As the deer population in Massachusetts has increased over the past 20 years or so, most Harvard residents have become aware of the problems deer can cause in flower beds, vegetable gardens, and orchards. What is less widely known is that a burgeoning deer population also causes damage in the forest. If deer are too numerous, they eat up the young saplings on the forest floor, wiping out the next generation of trees. They also consume the woodland shrubs and wildflowers that carpet the forest floor and provide habitat for smaller wildlife.
“Healthy forests will have complex structure with well-developed herb, shrub, sapling, and tree layers,” writes Thomas J. Rawinski of the U.S. Forest Service in a 2014 report. “Forests influenced by too many deer will develop simple structure characterized by sparse shrub and sapling layers.”
Concern for the health of local conservation lands led the Conservation Commission to set up its Deer Management Subcommittee, which began meeting in September 2018. Serving on the committee are Chair Robert Douglas, Paul Willard of the Conservation Commission, Tom Cotton of the Harvard Conservation Trust, and Jason Cole.
In a letter to the Press last December, the subcommittee members reported that the deer population density in Harvard was “significantly above” the ecological level recommended by the Massachusetts Division of Fisheries and Wildlife, as determined by a two-day study the division conducted in 2017.
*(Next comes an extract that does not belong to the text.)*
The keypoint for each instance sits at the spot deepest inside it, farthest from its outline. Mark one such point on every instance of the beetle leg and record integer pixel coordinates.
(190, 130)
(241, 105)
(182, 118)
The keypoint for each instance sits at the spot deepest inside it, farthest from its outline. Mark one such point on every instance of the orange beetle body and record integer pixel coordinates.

Last week, the Conservation Commission and the subcommittee held a sparsely attended public meeting at which the guest speakers included Robert Dalton, the deer hunt coordinator for Andover, who explained how that town established criteria to grant a limited number of permits to bowhunters over the past eight years. To receive a permit, would-be hunters must be able to put three out of five arrows in a 6-inch-square target at 25 yards, he said. All bowhunting is done from elevated tree stands, Dalton said, rather than by hunters who are moving around the woods. He said the Andover conservation areas remain open for hikers, dog walkers, and others during hunting season. “There’s no safety issues with bowhunting—none at all,” he asserted.
South Shaker Road resident Margaret Kusner, however, said hunting would change the experience of walking in conservation land. “It sets up a tension when I’m walking to know there are hunters,” she said.
Kusner also asked if Andover had been able to show that its forest had improved since the hunting program had been implemented. Another guest speaker, Troy Gipps of Massachusetts Wildlife Magazine, said there appeared to be some improvement, but no systematic study had been done.
The meeting scheduled for Thursday, May 23, will feature David Stainbrook, a deer and moose biologist with the state Division of Fisheries and Wildlife, speaking on suburban deer management in eastern Massachusetts. On June 13, botanist Dr. Robert Wernerehl will focus on forest regeneration and protecting plant diversity, especially rare plants in Massachusetts forests. Both events start at 6:30 p.m. in the Harvard Town Hall.